3.4.4 Liquid or solid phase epitaxy by diode laser irradiation
The layered laser crystallization method described in the last section has the drawback that
up-scaling into the industrial scale is not so easy. This is due to the fact, that the laser beam
has to be fed into the deposition chamber and several pulses have to be applied at each
position. That was the motivation for us to look for a method in which the complete
absorber thickness is deposited in the amorphous state on top of the seed and to apply a
single laser treatment to epitaxially crystallize the whole system in one run after deposition
outside the deposition chamber.
The most obvious way to achieve epitaxy is via the liquid phase similar to layered laser
crystallization. The main difference is that the whole amorphous absorber precursor layer is
melted in one step down to the seed, so that epitaxial solidification is to occur after
irradiation.

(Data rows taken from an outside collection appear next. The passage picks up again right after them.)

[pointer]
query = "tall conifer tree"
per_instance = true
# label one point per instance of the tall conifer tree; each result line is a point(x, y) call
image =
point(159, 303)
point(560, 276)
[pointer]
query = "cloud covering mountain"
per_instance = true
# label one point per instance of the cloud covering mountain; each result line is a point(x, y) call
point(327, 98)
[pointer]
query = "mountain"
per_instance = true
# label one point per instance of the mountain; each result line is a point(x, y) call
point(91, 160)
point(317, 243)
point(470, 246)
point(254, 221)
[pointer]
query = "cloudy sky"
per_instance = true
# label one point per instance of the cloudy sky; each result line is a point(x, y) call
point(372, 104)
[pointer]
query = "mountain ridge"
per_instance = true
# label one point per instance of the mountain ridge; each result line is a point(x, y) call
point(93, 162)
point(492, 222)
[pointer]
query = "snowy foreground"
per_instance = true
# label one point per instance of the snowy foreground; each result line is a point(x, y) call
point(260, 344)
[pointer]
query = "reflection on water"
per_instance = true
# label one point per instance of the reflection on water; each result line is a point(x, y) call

It is a challenge to melt about 1 µm of a-Si without completely melt the about

200 nm thin c-Si seed beneath which would hamper any epitaxy. To crystallize a layer
system more than 1 µm thick, a short pulse laser is useless. To get the required energy into
the system the pulse fluence would have to be so large that ablation would occur at the
surface. Moreover, the cooling rate of the melt after a short laser pulse would be so high,
that nucleation is expected to occur in a surface near region before the epitaxial solidification
front reaches the surface. Therefore we decided to use a scanned cw diode laser for this
purpose with irradiation times in the ms range. In this case the cooling rate is low enough so
that the melt stays long enough in a slightly undercooled state with low nucleation rate until
the epitaxial solidification front reaches the surface. We succeeded in epitaxially
crystallizing 500 nm in one run. However, forming of cracks is an issue. Moreover, due to
the strong diffusion in the melt which intermixes any pre-existing doping profile, absorber
and emitter cannot be crystallized in one step.
An alternative is solid phase epitaxy in which the amorphous layer is heated by the laser to
a temperature of about 1100°C, below the melting point of a-Si. At such high temperature
the solid phase epitaxial speed was determined to several 100 nm/s high so that epitaxy of 1
µm should be complete within several seconds.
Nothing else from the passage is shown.